Oleh : Irvan Mulyadie




Sejak 31 Mei - 3 Juni 2009, Saung Seni Awi Hideung mengadakan pagelaran seni budaya yang bertajuk Nyawang Ringkang Lembur Urang (NRLU) ka 2 di aula bale Desa Cijulang Kecamatan Cineam Kabupaten Tasikmalaya.

Berbagai kegiatan bernuansa ’kabaheulaan’ disajikan disana. Mulai dari pementasan seni tradisional, pasanggiri kawih pop sunda, pameran makanan khas tradisional sampai dengan kegiatan sosial khitanan masal. Ada pun pagelaran seni tradisional tersebut diantaranya adalah parade Calung, musik Dogkol, pagelaran Kecapi Patreman, Pencak Silat, dan pentas drama sunda.

Sungguh luarbiasa menghadiri perhelatan cukup akbar di lingkungan yang sebenarnya cukup terisolir dari keramaian kota ini. Namun seperti yang biasa terjadi di daerah-daerah pinggiran lainnya, raramean ini tentu saja mengundang banyak perhatian masyarakat sekitarnya. Kesempatan ini pun dipergunakan oleh banyak masyarakat sebagai media untuk mengenang kembali keindahan tradisi budayanya dari masa lalu.

Nyawang Ringkang.
Ada tiga kegiatan utama yang disodorkan dalam NRLU ini, yakni pagelaran seni tradisi, pameran produk olahan UMKM dan bakti sosial. Meskipun disajikan dengan sederhana namun kegiatan ini terbilang sukses. Dan itu terlihat dari respon positif masyarakat yang mengikutinya. Apalagi atmosfer tradisi sunda begitu kental menghiasi suasana yang penuh keakraban itu.

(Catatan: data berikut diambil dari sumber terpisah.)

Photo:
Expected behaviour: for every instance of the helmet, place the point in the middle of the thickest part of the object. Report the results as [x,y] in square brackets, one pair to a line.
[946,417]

Menurut pupuhu Saung Seni Awi Hideung, Nur Achmad Rus, kegiatan seperti ini telah dimulai sejak tahun 2007. Dan dimaksudkan sebagai bentuk perlawanan terhadap gempuran budaya asing yang notabene telah mencerabut akar-akar budaya bangsa yang semestinya terus dipelihara.
”Kasang tukang pagelaran ieu, lantaran aya kamelang ti sakumna aktivis budaya tradisi (di Cineam-red) kana kondisi budaya masarakat nu maju. Ngan majuna seueur nu maju nyaketan jungkrang nu lungkawing upama ditingali tina kacamata agama jeung idealisme kadaerahan atawa kabangsaan” Kata Nur.

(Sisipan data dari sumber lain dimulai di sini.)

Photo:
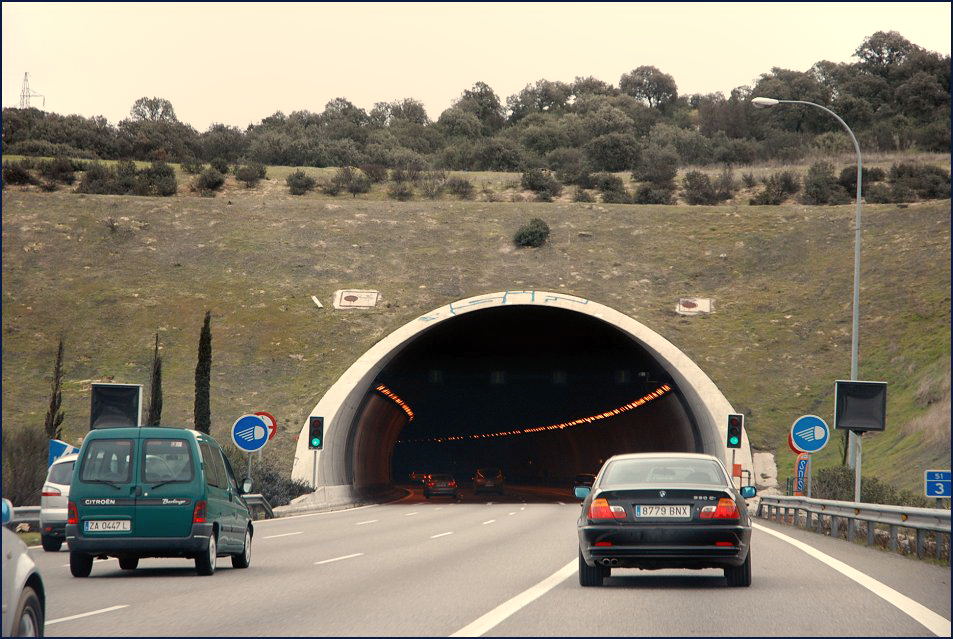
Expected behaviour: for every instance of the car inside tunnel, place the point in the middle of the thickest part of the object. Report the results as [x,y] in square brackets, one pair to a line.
[541,393]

Selanjutnya Nur mengungkapkan, kegiatan ini diharapkan juga akan menjadi semacam jembatan komunikasi dalam silaturahmi antar penggiat seni, para alim ulama, masarakat dengan pemerintah. Sehingga rasa kebersamaan yang selama ini seolah luntur akan dapat ditingkatkan lagi.

’Roh’ Teater Dongkrak
Ada yang sangat menarik dan terasa begitu istimewa pada hari ke-2 Nyawang Ringkang Lembur Urang ini. Yakni pada malam pagelaran seni. Selain pengunjung dimanjakan dengan kaparigelan para pesilat yang mempertontonkan kebolehannya dengan jurus-jurus mematikan dan seni Ebleg, ada pula pementasan sandiwara sunda.

Pentas yang terakhir ini disajikan oleh Teater Dongkrak dengan membawakan judul Roh karya satrawan muda Nunu Nazharudin Azhar. Meskipun tampil dengan seting panggung alakadarnya, namun berhasil menghipnotis penonton. Apalagi didukung pula dengan perangkat pertunjukan yang cukup memadai. Seperti lighting dan artistik hasil olahan Nko Kusnandi dengan Edi Martoyo dkk yang diadumaniskan dengan musik digital kreasi Rian Bungsu yang mencekam.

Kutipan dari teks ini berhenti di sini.